Akmescitte Kırım Tatar Milli Meclisi Tatar Türklerini temsil ediyordu. Başkanı da M. Cemil Kırımoğluydu. Arayarak oraya ulaştığımızda 70-80 kadar genç bir çok eğitimden geçiyor, M. Cemil Bey de teker teker hepsiyle ilgileniyordu. Koşuşturmasında çok etkilenmiştik. Cemil Bey deyıllar önce sürülenler arasındaydı ve yıllarca Rus zindanlarında işkence görmüştü. Bizler, öğrencilik yıllarında “ Cemiloğlu’na hürriyet” sloganlarıyla yürüyüşler yaparken O’nun boylu boslu, cüsseli biri olduğunu hayal ederdik. İlk gördüğümde sarsılmıştım. Çelimsiz, ufacık bir adam. Ama tanıdığımda anladım ki, o cüsseye mangal gibi yiğit bir yürek koymuş Rabbim. Hayranlık duydum. Onun zindanlardaki çilesini, komünizm yıllarında A. Soljenitsin duyurmuştu bütün dünyaya, “zindan da işkenceye maruz kalıyor, kurtarın!” diyerek.
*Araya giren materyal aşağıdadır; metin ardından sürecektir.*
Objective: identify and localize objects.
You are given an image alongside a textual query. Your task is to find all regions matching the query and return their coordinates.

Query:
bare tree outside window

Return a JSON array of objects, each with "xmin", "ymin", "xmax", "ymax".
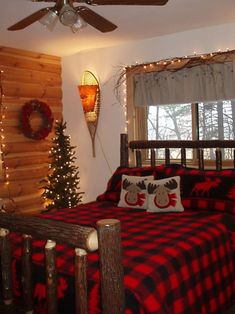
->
[{"xmin": 147, "ymin": 101, "xmax": 235, "ymax": 159}]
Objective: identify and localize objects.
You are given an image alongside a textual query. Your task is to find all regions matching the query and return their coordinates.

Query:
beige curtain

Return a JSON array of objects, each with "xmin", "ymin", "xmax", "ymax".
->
[{"xmin": 133, "ymin": 61, "xmax": 235, "ymax": 106}]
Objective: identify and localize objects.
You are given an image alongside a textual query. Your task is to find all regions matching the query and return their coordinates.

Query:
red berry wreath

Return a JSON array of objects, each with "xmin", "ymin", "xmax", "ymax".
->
[{"xmin": 20, "ymin": 99, "xmax": 54, "ymax": 140}]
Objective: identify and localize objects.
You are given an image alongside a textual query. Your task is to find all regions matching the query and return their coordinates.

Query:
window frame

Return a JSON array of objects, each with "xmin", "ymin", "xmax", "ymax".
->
[{"xmin": 126, "ymin": 75, "xmax": 233, "ymax": 168}]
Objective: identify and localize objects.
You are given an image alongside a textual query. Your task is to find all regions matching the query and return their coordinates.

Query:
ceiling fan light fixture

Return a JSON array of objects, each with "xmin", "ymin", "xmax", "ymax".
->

Cemil Beyi beklerken bunları düşünüyor ve bir taraftan da nasıl yardım ederizi konuşuyorduk. Önce bir miktar para vermeye karar verdik, ama zaman geçtikçe paranın değerini yükselttik. M. Cemil Bey geldiğinde yaptıklarını anlattı bize. Zaten anlaşılıyordu. Herkes O’nun eline ve diline bakıyordu orada. İnsanlar bir aylık maaşlarıyla ancak bir aylık ekmek parası kazanabiliyorlardı. Kırımlıların çoğu perişan, evsiz barksızdı. Cemil Beye parayı verdiğimizdeki sevinci bizi de bir şeylerin yapabilmenin mutluluğuna eriştirmişti. Ben daha sonra bir kalpak almak istedim. Bizim hediyemiz olsun, “adresine gönderirim” dedi. Gerçekten 1 ay kadar sonra güzel bir kalpak sahibi oldum, halâ saklarım.Akşama doğru trene binmek üzere bizi yolcu ettiler, büyük bir dava adamı ve mücahitle tanışmış olmanın saadetiyle Akmescit’ten ayrıldık.
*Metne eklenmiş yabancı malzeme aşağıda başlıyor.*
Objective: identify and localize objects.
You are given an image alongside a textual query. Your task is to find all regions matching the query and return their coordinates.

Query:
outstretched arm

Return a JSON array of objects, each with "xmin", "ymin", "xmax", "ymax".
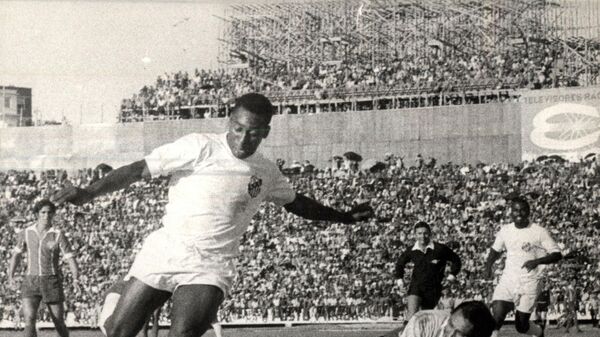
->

Kaybettiğimiz büyük bir edebiyatçı sayesinde O’nun hasretiyle dünya çapında düzineyle kitap yazdığı aziz vatanı Kırım’la ilgili bu hatıramı anmış olduk. Allah’tan, M. Cemil Kırımoğlu ve O’nun gibi dava adamlarına muvaffakiyet, Cengiz Dağcı’ya da rahmetler niyaz ediyorum.